The next time the door opens, I’m not scared.

When my father starts singing his sadistic tunes, filling the dark space with promises of unending pain, there’s no dread.

When my mother stands at his side, preparing his tools, I feel no need to whimper or fight against my restraints. They want the soldier that was taken from them seven years ago, the perfect weapon. I didn’t understand before, lacking the strength to see it, but I see now. I will let them have what they want, I will play along and let them mold me into yet another version of myself. One I can add to my collection of failed pet-projects, one I will become so good at impersonating that they won’t know what hit them when I turn on them, too.

I am nothing, belonging to neither side of this war, but I’ll let them think they’ve won.

I’ll become their perfect weapon, so perfect that the next time I fight them, there will be no question left as to who is the strongest.

I will be patient, I will learn whatever they offer to teach me, and I will make them all pay.

My parents don’t taunt me this time.

Not when I stay as silent as a ghost while my father hurts me.

Instead, my mother eventually hums in satisfaction and my father sets down his tools with a loud clunk. “There she is. Welcome back, Malia. I’m glad to see you’re finally ready to get back on track. Your training starts tomorrow, you’re free to heal any lingering aches if you can in the meantime.
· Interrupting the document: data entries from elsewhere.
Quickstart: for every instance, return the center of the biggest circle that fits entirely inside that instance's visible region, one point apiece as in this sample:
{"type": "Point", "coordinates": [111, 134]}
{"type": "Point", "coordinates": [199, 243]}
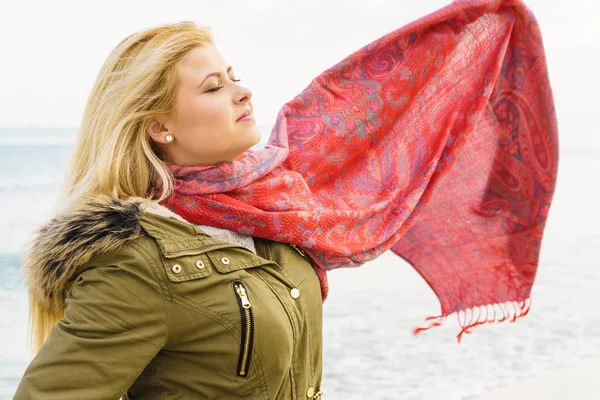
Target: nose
{"type": "Point", "coordinates": [243, 95]}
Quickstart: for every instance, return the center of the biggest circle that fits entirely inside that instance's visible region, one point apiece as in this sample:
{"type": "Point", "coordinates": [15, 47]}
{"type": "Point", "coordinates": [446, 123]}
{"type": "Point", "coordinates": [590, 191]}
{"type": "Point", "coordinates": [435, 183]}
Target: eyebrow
{"type": "Point", "coordinates": [214, 74]}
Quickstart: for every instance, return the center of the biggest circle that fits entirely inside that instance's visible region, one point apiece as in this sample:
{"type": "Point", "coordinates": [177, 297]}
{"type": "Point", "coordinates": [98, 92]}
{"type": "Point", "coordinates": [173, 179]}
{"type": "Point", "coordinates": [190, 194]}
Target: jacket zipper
{"type": "Point", "coordinates": [247, 329]}
{"type": "Point", "coordinates": [193, 252]}
{"type": "Point", "coordinates": [303, 254]}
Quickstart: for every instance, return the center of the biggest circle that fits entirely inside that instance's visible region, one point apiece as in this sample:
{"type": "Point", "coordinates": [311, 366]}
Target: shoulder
{"type": "Point", "coordinates": [92, 232]}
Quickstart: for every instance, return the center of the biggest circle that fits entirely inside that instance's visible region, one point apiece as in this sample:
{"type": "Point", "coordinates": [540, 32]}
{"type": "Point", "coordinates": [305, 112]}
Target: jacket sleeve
{"type": "Point", "coordinates": [114, 324]}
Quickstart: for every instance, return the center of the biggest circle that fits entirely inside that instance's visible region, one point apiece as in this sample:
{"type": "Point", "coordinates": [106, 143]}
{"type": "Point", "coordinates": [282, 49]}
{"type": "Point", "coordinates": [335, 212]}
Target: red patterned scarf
{"type": "Point", "coordinates": [437, 141]}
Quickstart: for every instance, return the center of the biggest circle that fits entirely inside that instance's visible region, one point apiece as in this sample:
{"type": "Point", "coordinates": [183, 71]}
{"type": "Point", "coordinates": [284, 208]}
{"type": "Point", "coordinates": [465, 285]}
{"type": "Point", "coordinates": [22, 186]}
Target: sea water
{"type": "Point", "coordinates": [369, 350]}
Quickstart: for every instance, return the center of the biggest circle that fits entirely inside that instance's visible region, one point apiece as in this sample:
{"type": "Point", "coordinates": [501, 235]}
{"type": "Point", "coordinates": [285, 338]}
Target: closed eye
{"type": "Point", "coordinates": [221, 87]}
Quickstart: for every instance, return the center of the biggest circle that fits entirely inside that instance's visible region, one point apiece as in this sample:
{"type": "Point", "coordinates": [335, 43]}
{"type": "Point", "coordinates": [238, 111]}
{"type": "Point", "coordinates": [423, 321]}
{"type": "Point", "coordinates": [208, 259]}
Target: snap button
{"type": "Point", "coordinates": [310, 392]}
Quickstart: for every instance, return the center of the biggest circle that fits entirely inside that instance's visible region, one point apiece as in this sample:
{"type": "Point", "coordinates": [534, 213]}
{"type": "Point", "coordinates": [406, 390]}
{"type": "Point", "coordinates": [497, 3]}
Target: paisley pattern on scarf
{"type": "Point", "coordinates": [438, 141]}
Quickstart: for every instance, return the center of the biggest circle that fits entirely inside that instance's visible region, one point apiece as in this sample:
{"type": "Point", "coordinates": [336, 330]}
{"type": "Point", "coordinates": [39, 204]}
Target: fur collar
{"type": "Point", "coordinates": [71, 239]}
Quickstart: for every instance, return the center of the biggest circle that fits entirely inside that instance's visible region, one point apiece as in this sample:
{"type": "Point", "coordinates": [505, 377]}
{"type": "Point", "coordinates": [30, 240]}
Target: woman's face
{"type": "Point", "coordinates": [216, 123]}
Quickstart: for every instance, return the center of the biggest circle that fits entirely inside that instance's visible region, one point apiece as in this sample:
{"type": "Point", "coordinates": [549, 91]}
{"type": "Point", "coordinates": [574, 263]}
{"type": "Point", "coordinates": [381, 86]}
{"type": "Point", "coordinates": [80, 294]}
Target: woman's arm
{"type": "Point", "coordinates": [114, 324]}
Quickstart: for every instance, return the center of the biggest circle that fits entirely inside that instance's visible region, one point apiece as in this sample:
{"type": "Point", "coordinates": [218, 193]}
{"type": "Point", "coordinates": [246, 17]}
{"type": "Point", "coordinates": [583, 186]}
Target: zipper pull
{"type": "Point", "coordinates": [242, 293]}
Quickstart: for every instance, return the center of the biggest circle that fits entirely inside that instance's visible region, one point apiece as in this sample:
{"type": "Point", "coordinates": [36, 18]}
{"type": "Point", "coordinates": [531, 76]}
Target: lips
{"type": "Point", "coordinates": [244, 115]}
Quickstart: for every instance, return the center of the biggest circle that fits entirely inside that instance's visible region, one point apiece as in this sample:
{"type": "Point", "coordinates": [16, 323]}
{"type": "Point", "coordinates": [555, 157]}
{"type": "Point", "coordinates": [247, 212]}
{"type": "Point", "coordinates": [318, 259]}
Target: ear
{"type": "Point", "coordinates": [157, 131]}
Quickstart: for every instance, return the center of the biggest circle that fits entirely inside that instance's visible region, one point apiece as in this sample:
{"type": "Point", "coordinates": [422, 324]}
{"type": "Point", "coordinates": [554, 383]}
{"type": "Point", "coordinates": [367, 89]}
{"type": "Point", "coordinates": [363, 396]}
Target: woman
{"type": "Point", "coordinates": [128, 298]}
{"type": "Point", "coordinates": [437, 141]}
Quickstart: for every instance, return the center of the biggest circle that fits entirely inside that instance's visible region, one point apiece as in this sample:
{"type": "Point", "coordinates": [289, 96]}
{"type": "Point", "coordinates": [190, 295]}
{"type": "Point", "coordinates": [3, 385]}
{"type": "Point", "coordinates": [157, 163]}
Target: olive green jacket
{"type": "Point", "coordinates": [157, 309]}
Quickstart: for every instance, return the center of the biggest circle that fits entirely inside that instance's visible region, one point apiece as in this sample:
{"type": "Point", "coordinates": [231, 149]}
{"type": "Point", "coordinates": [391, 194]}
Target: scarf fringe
{"type": "Point", "coordinates": [472, 317]}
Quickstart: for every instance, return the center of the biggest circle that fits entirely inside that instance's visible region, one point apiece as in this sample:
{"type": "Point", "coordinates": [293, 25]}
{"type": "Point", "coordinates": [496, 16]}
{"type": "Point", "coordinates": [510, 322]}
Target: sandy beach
{"type": "Point", "coordinates": [577, 381]}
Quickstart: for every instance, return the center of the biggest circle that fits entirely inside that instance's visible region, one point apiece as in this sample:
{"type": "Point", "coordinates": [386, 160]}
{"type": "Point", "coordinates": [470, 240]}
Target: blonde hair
{"type": "Point", "coordinates": [113, 155]}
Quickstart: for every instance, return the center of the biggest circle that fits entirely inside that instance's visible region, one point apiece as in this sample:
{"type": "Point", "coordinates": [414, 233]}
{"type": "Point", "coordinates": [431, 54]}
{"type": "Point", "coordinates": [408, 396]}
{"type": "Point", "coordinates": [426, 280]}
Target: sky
{"type": "Point", "coordinates": [51, 51]}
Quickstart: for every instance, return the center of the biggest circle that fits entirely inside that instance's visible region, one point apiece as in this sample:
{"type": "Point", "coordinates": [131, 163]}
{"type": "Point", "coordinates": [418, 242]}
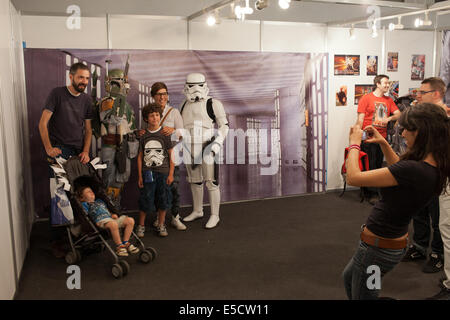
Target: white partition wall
{"type": "Point", "coordinates": [52, 32]}
{"type": "Point", "coordinates": [143, 32]}
{"type": "Point", "coordinates": [175, 33]}
{"type": "Point", "coordinates": [405, 42]}
{"type": "Point", "coordinates": [17, 208]}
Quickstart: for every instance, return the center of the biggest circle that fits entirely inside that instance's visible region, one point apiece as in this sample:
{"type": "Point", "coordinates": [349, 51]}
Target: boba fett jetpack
{"type": "Point", "coordinates": [114, 123]}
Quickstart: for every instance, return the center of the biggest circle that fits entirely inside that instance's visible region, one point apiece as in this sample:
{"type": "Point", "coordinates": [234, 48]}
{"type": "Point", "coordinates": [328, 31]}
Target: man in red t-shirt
{"type": "Point", "coordinates": [376, 109]}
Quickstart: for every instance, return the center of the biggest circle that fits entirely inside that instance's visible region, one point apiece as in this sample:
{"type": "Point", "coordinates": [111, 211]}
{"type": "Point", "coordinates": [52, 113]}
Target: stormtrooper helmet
{"type": "Point", "coordinates": [153, 154]}
{"type": "Point", "coordinates": [195, 88]}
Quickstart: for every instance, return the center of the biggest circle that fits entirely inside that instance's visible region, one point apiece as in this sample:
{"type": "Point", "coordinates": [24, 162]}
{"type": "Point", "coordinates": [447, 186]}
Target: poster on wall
{"type": "Point", "coordinates": [361, 90]}
{"type": "Point", "coordinates": [393, 89]}
{"type": "Point", "coordinates": [392, 64]}
{"type": "Point", "coordinates": [412, 91]}
{"type": "Point", "coordinates": [444, 72]}
{"type": "Point", "coordinates": [418, 67]}
{"type": "Point", "coordinates": [372, 65]}
{"type": "Point", "coordinates": [341, 96]}
{"type": "Point", "coordinates": [251, 170]}
{"type": "Point", "coordinates": [346, 65]}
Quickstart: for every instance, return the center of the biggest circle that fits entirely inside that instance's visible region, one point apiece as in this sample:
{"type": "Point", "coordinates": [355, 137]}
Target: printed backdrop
{"type": "Point", "coordinates": [273, 93]}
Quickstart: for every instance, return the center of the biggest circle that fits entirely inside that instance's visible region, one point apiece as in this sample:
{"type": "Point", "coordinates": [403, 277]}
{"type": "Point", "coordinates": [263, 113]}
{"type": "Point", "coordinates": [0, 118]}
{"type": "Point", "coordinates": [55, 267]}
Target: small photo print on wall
{"type": "Point", "coordinates": [341, 96]}
{"type": "Point", "coordinates": [393, 89]}
{"type": "Point", "coordinates": [413, 92]}
{"type": "Point", "coordinates": [361, 90]}
{"type": "Point", "coordinates": [372, 65]}
{"type": "Point", "coordinates": [418, 67]}
{"type": "Point", "coordinates": [346, 65]}
{"type": "Point", "coordinates": [392, 64]}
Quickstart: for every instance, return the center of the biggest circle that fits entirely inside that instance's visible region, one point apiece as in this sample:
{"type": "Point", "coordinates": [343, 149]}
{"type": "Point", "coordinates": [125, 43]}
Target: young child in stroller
{"type": "Point", "coordinates": [101, 216]}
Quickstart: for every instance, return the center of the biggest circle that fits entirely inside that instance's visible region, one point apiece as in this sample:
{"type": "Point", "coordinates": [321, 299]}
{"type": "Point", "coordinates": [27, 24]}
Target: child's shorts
{"type": "Point", "coordinates": [154, 195]}
{"type": "Point", "coordinates": [101, 224]}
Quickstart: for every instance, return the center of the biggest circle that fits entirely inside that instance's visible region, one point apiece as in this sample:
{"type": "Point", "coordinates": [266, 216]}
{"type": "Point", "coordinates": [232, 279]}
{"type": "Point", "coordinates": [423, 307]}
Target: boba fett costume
{"type": "Point", "coordinates": [114, 122]}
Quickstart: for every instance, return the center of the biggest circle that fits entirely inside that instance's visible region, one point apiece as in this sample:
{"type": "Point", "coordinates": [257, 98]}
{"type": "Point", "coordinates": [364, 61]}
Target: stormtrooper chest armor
{"type": "Point", "coordinates": [196, 118]}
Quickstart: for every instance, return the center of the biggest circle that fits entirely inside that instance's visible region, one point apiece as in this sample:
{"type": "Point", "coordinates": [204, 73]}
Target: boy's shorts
{"type": "Point", "coordinates": [101, 224]}
{"type": "Point", "coordinates": [155, 195]}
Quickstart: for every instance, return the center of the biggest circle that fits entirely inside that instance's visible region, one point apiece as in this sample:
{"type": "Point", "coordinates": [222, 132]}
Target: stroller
{"type": "Point", "coordinates": [83, 234]}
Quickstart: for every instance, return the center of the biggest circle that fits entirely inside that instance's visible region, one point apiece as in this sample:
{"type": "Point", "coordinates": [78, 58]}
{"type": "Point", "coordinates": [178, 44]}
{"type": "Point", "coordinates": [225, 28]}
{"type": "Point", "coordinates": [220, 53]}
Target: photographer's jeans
{"type": "Point", "coordinates": [356, 272]}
Sleep tight.”

They take off my restraints for the first time in a year, but I don’t attempt to move until I’m alone.

I know this will hurt.

It must when the dull spikes have basically become a part of my backside over the last year, imbedding themselves deeper and deeper into my flesh the more I writhed in pain. A part of me doesn’t want to try and get up at all, but I have to do it and be ready to face my father in the morning. This is what I wanted; to get out of this hellhole. Now I’m so close to getting it, all I have to do is tear my blistered, raw skin off this chair of nightmares and heal any wound or scar that’ll present me with lasting aches.

In a slow motion, I turn my head and finally glance at the hand that’d been assaulted by the liquid for over a year straight.

The skin looks weathered a little irritated, but there’s nothing more to it.

I tear my gaze away and look at my other hand to find my index finger still sticking out at a weird angle. So I guess they healed nothing of all the things they’ve done to me. My shredded Arcane uniform and the scars peeking out from beneath the scraps are further proof.

A lump forms in my throat, and it’s then that I take stock of the water and food lying near the entrance of the cell.

I just have to get up first.

With gritted teeth, I move my arms to grip the sides of my chair.

Every weakened muscle groans at the movement, making my eyes water.

What have they done to me? I’m shaking by the time I’m sitting upright but don’t allow myself to stop. A muffled scream locked behind closed lips, I swing my legs off the side and land feet-first on the floor. Before I can declare it a victory, I collapse on all fours and barely catch myself before I face-plant.

I crawl towards my food, easing into the motions slowly until I can feel some of the stiffness alleviate.

Good.

This is good.

When I stuff my face with the first warm meal in over a year, I nearly throw up in the aftermath.

It’s too much, yet not enough after living off of stale rations I barely remember chewing.

Once I’m done, all I want to do is pass out right there and then.

If only I didn’t have to worry about my parents finding me in a compromising position that’ll make them think I’m not strong enough to be out of this cave yet.

No.

I massage my limbs slowly, leaning against a wall, and map all the aches and twinges of pain. Everything that could prove an inconvenience, I heal, but I refuse to touch the other ugly scars marring my skin. Not because I can’t but because I want to look every bit the monster that I need to become. My ravaged skin serves as the reminder that I need.